Leone XIV: il dono degli organi non ha prezzo, è un segno di fraternità
Benedetta Capelli, Vatican News
Un servizio alla vita “nei momenti di maggiore fragilità”: così il Papa definisce la donazione degli organi, “un’azione – afferma - che unisce la generosità del dono alla responsabilità morale che l’accompagna”. Nella Sala Clementina, il Pontefice ha ricevuto questa mattina, 26 marzo i partecipanti agli Stati generali della Rete trapiantologica nazionale, iniziativa promossa dal Centro nazionale per i trapianti, una due giorni conclusasi ieri a Roma.
Il Pontefice, pur incoraggiando l’attività di sensibilizzazione e la ricerca scientifica accompagnata però da “una riflessione responsabile”, invita a fare attenzione in questo tempo “in cui tutto rischia di essere valutato secondo la logica del prezzo, dell’efficienza o dell’interesse”
Occorre sempre vigilare per evitare ogni forma di mercificazione del corpo umano e di garantire ai trapianti criteri giusti e trasparenti.
L’esempio di don Gnocchi
Ringraziando la Pontificia Accademia per la Vita che si occupa del settore dei trapianti, Papa Leone ricorda che 70 anni fa il beato don Carlo Gnocchi chiese di impiantare le sue cornee a due giovanissimi assistiti della sua Opera che così tornarono a vedere. Un gesto che colpì l’opinione pubblica e avviò un vero e proprio percorso legislativo. Subito dopo la morte di Gnocchi, Papa Pio XII riconobbe “la liceità del prelievo a fini terapeutici, - spiega Leone - nel rispetto della dignità del corpo umano e dei diritti delle persone coinvolte”. Da quel momento la Chiesa “ha accompagnato lo sviluppo della medicina dei trapianti, riconoscendone il valore e indicando, insieme, i criteri etici necessari”.
La generosità dei donatori
Lo sviluppo di questo settore, nota il Papa, da allora non si è più fermato in Italia ottenendo risultati importanti anche a livello internazionale. Per san Giovanni Paolo II, la donazione degli organi alimenta la cultura della vita, come scritto nella Evangelium vitae, nel Catechismo della Chiesa Cattolica si parla di “atto nobile e meritorio” da incoraggiare, “richiamando al tempo stesso – sottolinea Leone - la necessità del consenso e il rispetto della dignità della persona”.

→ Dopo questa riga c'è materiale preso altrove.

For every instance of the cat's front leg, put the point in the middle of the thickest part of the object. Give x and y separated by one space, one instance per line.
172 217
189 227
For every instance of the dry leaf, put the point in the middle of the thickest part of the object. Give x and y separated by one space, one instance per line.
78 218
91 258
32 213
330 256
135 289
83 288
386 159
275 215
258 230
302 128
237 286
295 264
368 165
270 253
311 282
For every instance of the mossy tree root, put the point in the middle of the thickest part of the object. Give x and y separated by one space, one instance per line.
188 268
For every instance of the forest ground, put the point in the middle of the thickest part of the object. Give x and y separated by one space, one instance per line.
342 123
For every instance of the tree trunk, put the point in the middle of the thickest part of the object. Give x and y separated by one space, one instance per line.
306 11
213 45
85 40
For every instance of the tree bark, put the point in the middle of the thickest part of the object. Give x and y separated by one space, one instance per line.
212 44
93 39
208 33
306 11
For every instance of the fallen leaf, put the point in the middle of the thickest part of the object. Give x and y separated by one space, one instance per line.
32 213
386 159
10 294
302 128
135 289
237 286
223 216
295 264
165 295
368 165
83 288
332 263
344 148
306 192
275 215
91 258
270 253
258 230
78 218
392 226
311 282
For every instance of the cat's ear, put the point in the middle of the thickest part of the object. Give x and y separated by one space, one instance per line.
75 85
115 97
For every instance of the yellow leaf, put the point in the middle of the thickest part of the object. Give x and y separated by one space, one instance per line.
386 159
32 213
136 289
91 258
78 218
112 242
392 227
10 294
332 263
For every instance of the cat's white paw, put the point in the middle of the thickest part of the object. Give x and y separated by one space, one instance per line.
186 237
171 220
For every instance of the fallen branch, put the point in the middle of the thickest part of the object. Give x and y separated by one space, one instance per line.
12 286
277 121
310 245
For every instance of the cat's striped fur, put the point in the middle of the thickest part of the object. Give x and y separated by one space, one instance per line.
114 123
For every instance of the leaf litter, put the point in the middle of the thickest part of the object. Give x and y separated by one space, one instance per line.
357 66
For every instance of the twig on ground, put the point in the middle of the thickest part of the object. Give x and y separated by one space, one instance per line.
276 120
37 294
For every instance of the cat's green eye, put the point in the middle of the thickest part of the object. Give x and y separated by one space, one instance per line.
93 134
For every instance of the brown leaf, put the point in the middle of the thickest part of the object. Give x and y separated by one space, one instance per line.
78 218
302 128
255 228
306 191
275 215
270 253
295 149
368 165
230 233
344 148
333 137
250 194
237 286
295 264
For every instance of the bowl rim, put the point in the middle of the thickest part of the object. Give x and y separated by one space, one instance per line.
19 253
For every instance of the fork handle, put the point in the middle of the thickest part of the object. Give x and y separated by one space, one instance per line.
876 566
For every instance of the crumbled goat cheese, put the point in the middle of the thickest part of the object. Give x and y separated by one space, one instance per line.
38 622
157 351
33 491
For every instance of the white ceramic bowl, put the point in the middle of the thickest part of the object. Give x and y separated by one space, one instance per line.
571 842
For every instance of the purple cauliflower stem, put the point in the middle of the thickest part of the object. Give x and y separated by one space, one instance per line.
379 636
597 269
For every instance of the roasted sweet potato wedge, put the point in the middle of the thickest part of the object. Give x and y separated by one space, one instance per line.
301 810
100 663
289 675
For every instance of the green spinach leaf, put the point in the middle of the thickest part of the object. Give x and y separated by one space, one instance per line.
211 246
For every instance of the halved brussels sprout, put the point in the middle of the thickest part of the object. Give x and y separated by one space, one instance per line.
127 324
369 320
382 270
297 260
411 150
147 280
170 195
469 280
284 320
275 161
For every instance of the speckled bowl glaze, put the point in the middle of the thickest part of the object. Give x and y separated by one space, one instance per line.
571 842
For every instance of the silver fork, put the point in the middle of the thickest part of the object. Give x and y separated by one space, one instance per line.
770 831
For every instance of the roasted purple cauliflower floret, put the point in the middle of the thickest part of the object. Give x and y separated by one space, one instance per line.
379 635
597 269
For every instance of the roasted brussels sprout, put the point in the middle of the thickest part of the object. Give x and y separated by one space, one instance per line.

La medicina dei trapianti ci ricorda che la relazione di cura, di fiducia e di responsabilità reciproca costituisce una condizione imprescindibile perché il trapianto possa realizzarsi. La possibilità stessa di salvare vite attraverso i trapianti dipende infatti dalla generosità dei donatori.
La gratuità del gesto
“La donazione non si esaurisce nella sua utilità sociale” sottolineava Papa Francesco che ricordava - evidenzia il Pontefice - come questo gesto gratuito, e che doveva restare tale, fosse “espressione della fraternità universale”, di “una cultura dell’aiuto, del dono, della speranza e della vita”.
Una domanda che supera la disponibilità
Incoraggiando la ricerca scientifica, il Papa ricorda che “è chiamata a sviluppare soluzioni sempre più efficaci per rispondere al fabbisogno di organi e alle necessità dei pazienti, in un contesto in cui la domanda supera ancora di molto la disponibilità”.
È necessario che tale impegno proceda sempre insieme a una riflessione responsabile, affinché il progresso scientifico rimanga orientato al bene integrale della persona e al rispetto della sua dignità.
Segno di fraternità e speranza
“A tutti voi esprimo la mia gratitudine. Il vostro – soggiunge il Pontefice - è un lavoro esigente e spesso nascosto, che richiede competenza e rigore e, al tempo stesso, coscienza, equilibrio e vivo senso di umanità”. Un lavoro che implica scelte delicate perché legate alla vita delle persone e competenze cliniche. L’invito è di svolgerlo “con fedeltà e dedizione, avendo sempre come riferimento il bene del paziente”.
Incoraggio infine le istituzioni e il mondo del volontariato a proseguire nell’opera di informazione e sensibilizzazione, perché possa crescere una cultura della donazione sempre più consapevole, libera e condivisa, capace di riconoscere in questo gesto un segno di solidarietà, di fraternità e di speranza.